他恨齊葙,更恨自己,如此日日不得安寧,偏他的夫人還要用武景蒔刺激他,三五句話不離她,後來還是她自己繃不住說出了心結,竟是他夢裏叫漏了嘴,叫她窺得了他心中所想。


    出於女人的嫉妒,明知道她已不在了,卻還是隔三差五的用她試探他,這樣的夫妻關係,如何會有孩兒出生?


    夫妻恩愛,不納二色,嗬,都是假的。


    齊葙張了張嘴,發現自己竟無話可說,始作俑者就在眼前,可他卻突然同情起了他,這是一個在感情上徹底的失敗者,一步錯,步步錯。


    走前,周延朝對齊葙道,「等我幫大帥穩住了北境局勢,我就來還你兩條腿,齊葙,你比我幸運,我雖然仍然不太理解你們之間的感情,但我羨慕你們。
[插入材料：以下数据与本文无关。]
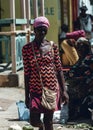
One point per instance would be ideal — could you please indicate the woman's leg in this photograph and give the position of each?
(35, 120)
(48, 121)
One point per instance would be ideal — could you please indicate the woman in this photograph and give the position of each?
(48, 62)
(80, 79)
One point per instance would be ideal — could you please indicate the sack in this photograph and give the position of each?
(48, 98)
(23, 111)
」


    說完深深的看了他一眼,出門時,又看了眼殷子霽,這迴的眼睛裏,再沒了看變態的鄙視之意。


    他沒有問齊葙關於武景蒔的感情問題,之前的一切否定,自我欺騙,在見到齊葙時,都化成了滿心的難堪,那種一廂情願的,自欺欺人式的自我感動,在齊葙和殷子霽麵前全被照射的醜態畢露。


    他沒有辦法再哄騙自己,關於武景蒔的感情傾向,是齊葙為了推卸責任而瞎編亂造的,真相其實一直在那裏,隻有他自己不肯相信,一直抱著幻想出來的仇怨不得解脫。
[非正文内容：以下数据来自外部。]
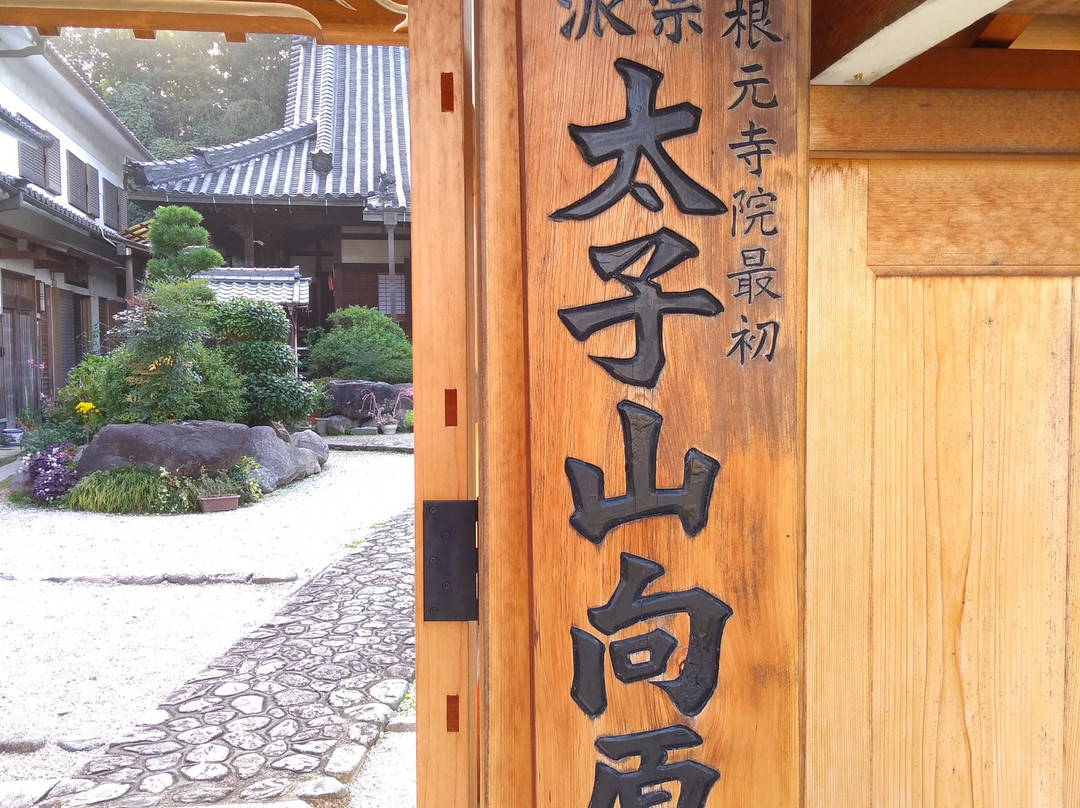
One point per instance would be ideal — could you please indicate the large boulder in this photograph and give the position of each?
(188, 448)
(350, 398)
(310, 440)
(22, 481)
(280, 462)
    武家人都原諒了齊葙,他又有什麽資格替武景蒔報不平?他根本沒有身份立場。


    周延朝看著漆黑的天空,決定放過自己,他將用餘生替大帥守住北境,報答他的提攜培養之恩,那樣百年之後去了地下,他或許還能以兄弟的名義跟在武景蒔身邊。


    武景蒔,你若是喜歡女子,且隻喜歡女子,那下輩子,我便當個女子。


    淩湙在邊城門口點齊了人馬,連同武景瑟的三十府衛一起,浩浩蕩蕩的跟著周延朝一起,往隨州奔去。


    路過涼州衛的時候,他遠遠的在城樓上看見了紀立春,把紀立春激動的當時就開了城門奔了出來,以為是他們帶人來助他了,等聽淩湙說要往隨州去,一時竟顯得副很失落樣,巴巴的盯著淩湙身後的兵馬,有心想問能不能借他一個衛使使。
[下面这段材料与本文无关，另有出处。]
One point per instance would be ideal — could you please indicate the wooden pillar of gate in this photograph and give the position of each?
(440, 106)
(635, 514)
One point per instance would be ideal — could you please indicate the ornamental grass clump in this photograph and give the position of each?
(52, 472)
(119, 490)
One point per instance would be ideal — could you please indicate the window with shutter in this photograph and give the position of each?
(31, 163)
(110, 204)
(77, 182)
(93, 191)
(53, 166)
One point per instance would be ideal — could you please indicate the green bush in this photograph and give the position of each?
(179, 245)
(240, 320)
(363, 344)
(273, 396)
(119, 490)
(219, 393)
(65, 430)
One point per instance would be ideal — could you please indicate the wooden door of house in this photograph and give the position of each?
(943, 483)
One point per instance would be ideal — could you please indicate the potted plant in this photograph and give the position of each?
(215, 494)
    周延朝冷冷的望了他一眼,連城都沒進,招了他自己的兵馬就上了官道,淩湙拍了拍紀立春,要他關緊城門,隻多三兩日,自己就帶兵迴來助他。


    紀立春依依不捨的迴了城,點了手中幾百親衛嘆氣。


    涼州衛大小衛所和城門衛,加起來也有兩萬,可他愣是一個衛都收不進手裏,說出去都沒人信,怪不得周延朝看不起自己,他自己也覺得自己沒用,除了一個名頭,其他什麽也沒有。


    淩湙此時也在跟周延朝說著紀立春,涼州衛的兵經過韓泰勇一事清洗過,泰半衛所裏的千戶都被換了一遍,武大帥趁著紀立春沒到涼州之時,將底下的千戶百戶缺給填了個嚴密。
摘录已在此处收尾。